Awesome idea👍 I'm looking forward to tinkering with everything during the cold months this year... I ended up spoolling up with 15lb line and I couldn't really tell too much of a difference. I did however break off a drum at the knot this morning. Landed one and broke off the second. I even kept my drag plenty loose. The first fish must have put more pressure than I realized...I spooled up again with 20lb and landed one more fish. I'm not going down from 20 again for drum fishing.


----------



## DaBig2na (Aug 7, 2011)

Eltonjohn said:


> Awesome idea👍 I'm looking forward to tinkering with everything during the cold months this year... I ended up spoolling up with 15lb line and I couldn't really tell too much of a difference. I did however break off a drum at the knot this morning. Landed one and broke off the second. I even kept my drag plenty loose. The first fish must have put more pressure than I realized...I spooled up again with 20lb and landed one more fish. I'm not going down from 20 again for drum fishing.


Did you have your rod tip high when the drum was in the wash? By the time I get the fish in the wash Im on my shock.


----------



## Eltonjohn (Aug 1, 2018)

DaBig2na said:


> Did you have your rod tip high when the drum was in the wash? By the time I get the fish in the wash Im on my shock.
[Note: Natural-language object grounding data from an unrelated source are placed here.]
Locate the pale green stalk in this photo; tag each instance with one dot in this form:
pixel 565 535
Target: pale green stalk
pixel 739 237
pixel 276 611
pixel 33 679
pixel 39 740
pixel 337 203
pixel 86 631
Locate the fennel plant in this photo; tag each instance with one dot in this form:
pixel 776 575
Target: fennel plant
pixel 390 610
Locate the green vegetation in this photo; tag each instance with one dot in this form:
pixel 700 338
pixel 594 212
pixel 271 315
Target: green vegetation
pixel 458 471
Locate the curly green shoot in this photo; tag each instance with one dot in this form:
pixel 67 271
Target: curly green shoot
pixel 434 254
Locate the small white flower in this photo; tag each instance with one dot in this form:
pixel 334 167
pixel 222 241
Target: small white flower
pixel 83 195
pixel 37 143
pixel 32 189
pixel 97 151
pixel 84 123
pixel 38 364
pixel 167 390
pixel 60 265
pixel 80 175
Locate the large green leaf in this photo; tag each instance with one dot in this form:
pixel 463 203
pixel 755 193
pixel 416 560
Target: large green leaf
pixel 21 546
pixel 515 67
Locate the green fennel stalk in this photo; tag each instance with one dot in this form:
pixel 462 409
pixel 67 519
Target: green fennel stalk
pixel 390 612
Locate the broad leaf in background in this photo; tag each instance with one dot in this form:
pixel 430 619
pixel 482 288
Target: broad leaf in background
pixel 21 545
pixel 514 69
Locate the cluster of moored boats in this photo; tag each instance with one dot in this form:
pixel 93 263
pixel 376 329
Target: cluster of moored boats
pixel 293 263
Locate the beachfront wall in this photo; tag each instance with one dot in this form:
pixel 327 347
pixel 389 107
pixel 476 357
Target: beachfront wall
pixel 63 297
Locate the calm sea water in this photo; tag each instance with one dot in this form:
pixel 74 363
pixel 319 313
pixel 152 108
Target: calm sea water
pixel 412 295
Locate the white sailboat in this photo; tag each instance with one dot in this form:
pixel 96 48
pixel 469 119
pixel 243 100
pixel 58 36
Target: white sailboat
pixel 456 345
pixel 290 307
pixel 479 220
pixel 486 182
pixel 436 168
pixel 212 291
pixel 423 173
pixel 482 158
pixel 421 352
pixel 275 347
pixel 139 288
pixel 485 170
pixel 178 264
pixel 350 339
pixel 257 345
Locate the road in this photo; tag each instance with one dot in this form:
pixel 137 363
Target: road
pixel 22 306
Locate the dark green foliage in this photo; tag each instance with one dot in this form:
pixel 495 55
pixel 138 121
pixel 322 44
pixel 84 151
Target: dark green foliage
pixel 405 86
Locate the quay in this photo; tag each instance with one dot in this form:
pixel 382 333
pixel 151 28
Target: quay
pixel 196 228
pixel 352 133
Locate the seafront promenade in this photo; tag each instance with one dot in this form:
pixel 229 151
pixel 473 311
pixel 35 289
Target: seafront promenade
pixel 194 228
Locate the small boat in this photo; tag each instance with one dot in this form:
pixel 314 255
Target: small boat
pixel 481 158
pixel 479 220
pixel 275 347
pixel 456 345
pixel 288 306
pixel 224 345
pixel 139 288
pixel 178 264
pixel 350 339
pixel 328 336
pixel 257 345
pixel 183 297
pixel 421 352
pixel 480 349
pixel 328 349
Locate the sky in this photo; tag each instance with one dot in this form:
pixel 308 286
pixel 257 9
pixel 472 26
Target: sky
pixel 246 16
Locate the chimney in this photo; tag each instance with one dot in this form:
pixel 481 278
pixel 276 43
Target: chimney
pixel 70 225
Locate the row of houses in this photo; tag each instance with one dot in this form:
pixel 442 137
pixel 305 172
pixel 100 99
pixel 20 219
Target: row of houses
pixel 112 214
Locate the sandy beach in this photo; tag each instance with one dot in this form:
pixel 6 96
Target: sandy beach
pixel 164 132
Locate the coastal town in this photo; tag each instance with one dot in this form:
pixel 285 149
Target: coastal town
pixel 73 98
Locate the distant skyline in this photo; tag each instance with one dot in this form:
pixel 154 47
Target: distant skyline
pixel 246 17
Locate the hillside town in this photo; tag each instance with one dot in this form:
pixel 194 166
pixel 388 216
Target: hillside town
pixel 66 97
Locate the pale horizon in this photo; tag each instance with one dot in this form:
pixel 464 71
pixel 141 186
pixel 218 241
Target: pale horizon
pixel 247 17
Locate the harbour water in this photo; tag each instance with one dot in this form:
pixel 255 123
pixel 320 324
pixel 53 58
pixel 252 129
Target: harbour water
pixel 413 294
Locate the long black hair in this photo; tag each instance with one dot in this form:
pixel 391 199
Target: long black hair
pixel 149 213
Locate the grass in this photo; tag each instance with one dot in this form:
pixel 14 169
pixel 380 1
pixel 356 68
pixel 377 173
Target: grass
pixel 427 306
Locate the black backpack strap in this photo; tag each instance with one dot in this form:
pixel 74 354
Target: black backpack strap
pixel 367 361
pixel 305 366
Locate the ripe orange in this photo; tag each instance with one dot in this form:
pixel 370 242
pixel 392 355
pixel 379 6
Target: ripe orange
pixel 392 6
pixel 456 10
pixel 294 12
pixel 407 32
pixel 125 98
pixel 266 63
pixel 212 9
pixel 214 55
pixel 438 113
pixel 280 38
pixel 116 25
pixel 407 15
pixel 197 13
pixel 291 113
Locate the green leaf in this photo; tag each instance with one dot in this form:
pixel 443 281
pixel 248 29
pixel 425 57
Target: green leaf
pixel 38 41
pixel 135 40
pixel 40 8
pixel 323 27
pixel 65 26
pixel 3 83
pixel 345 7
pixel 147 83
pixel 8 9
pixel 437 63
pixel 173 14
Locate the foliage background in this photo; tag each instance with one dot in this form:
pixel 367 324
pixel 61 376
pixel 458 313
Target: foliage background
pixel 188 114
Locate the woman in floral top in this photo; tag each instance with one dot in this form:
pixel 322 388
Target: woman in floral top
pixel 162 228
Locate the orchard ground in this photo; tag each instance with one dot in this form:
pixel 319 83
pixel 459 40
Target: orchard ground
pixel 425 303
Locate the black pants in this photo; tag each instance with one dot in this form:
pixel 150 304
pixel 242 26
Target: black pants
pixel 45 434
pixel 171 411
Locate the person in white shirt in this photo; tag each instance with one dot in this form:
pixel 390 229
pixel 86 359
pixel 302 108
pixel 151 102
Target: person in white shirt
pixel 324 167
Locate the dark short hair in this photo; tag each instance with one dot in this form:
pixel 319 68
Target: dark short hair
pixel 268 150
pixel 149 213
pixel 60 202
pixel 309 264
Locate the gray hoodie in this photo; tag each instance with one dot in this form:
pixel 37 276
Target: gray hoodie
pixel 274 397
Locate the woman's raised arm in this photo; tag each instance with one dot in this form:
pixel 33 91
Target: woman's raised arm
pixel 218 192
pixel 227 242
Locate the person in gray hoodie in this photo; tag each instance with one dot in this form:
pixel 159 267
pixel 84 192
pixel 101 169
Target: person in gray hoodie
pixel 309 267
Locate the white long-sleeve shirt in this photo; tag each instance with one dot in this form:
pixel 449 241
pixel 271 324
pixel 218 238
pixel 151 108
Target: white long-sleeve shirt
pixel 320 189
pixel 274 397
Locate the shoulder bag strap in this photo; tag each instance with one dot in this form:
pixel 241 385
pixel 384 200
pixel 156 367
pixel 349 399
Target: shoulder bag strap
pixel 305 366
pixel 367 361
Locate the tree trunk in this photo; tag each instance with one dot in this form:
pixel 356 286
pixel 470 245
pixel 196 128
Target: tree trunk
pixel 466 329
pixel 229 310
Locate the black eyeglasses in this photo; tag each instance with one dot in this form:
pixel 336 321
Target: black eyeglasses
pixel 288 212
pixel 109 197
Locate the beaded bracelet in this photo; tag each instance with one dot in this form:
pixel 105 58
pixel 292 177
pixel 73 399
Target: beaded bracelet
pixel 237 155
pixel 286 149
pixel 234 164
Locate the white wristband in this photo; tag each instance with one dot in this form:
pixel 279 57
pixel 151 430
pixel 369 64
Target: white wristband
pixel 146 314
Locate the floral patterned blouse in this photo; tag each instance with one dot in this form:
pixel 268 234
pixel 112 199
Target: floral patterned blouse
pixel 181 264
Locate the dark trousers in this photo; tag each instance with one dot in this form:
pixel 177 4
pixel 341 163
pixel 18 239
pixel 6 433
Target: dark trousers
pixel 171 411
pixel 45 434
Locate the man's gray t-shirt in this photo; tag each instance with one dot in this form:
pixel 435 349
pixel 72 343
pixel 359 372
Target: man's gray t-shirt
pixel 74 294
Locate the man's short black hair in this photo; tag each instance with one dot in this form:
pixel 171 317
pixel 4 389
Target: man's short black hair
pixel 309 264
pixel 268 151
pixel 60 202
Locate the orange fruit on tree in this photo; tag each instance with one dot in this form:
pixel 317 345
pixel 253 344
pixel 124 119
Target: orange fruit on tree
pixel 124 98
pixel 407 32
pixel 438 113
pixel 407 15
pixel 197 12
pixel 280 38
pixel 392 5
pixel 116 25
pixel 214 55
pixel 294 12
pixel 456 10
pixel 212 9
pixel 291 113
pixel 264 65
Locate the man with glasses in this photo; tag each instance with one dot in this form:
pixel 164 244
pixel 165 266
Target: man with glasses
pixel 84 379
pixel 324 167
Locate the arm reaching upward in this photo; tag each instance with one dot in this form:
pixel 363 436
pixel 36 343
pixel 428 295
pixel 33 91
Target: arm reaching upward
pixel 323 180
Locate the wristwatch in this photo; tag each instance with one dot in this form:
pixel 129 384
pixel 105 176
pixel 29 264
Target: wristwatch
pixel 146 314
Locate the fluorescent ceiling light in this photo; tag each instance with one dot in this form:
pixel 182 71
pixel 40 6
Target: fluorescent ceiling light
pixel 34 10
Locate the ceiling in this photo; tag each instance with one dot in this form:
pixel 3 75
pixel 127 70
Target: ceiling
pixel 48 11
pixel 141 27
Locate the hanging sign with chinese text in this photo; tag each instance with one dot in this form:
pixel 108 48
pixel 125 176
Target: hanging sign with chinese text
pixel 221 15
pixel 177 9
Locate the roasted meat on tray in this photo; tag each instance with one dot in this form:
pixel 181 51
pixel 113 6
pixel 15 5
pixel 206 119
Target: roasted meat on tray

I did not. Shockline was wrapped a few times on spool before I put any pressure on first fish. There were a lot of blues around so maybe one nicked the line idk line broke not long after hookup


----------



## DaBig2na (Aug 7, 2011)

Eltonjohn said:


> I did not. Shockline was wrapped a few times on spool before I put any pressure on first fish. There were a lot of blues around so maybe one nicked the line idk line broke not long after hookup


Ribbon Fish have also been thick... They will bite you off faster than a blue


----------



## Tommy (Jan 24, 2001)

It depends...

In theory, thinner line (15 lb test) will cast farther that thicker (20 lb) line. It is lighter and less wind resistance. But... Thinner line requires tuning adjustments, especially if you are operating on the hairy edge of disaster already. Thinner line filled to the same spool capacity (distance from lip) comes off the spool differently than the thicker line. I call this natural braking. The rotating mass reduces much faster with the thicker line and acts as braking for the spool. Think of it as a flywheel, bigger heavier flywheel will have more centrifugal force and want to "overspeed" worse. Thinner line drops slower (spool capacity) than does heavy line. This can require MORE mag/thumb/brakeblocks to control the mid cast back lash. 

So, the only real way to know what works best for you is to spend some quality field time measuring casts performed with your gear. Make 10 or more casts with the 20, then switch to the 15 and make at least the same number of casts. You may be surprised with your results.

Tommy


----------



## BeachBob (Aug 27, 2010)

Eltonjohn said:


> I'll just experiment. I lost a nice fish earlier this year because
> I didn't take garbomans shockleader knot advice and I had a 3 turn surgeons knot. Broke me off at the knot. That was on a 15lb big game mainline on a spinner. Ive since learned the Bimini twist.


The BT is too big a knot for the guides and is a pain to tie.

The Uni to blob or overhand is a tiny knot that can be done blindfold on a dark, wet and cold beach night and has never failed me - the main line will pop first.


----------



## Benji (Nov 19, 2014)

BeachBob said:


> The BT is too big a knot for the guides and is a pain to tie.
> 
> The Uni to blob or overhand is a tiny knot that can be done blindfold on a dark, wet and cold beach night and has never failed me - the main line will pop first.
> 
> View attachment 69042


A lot of people tie a spider hitch instead of a bt although the bt is better. They both will go through the guides just fine.


----------



## BeachBob (Aug 27, 2010)

Benji said:


> A lot of people tie a spider hitch instead of a bt although the bt is better. They both will go through the guides just fine.


For me, the UB is micro in size but mega in strength while the BT and spider are just a pain to tie and too dang big.


----------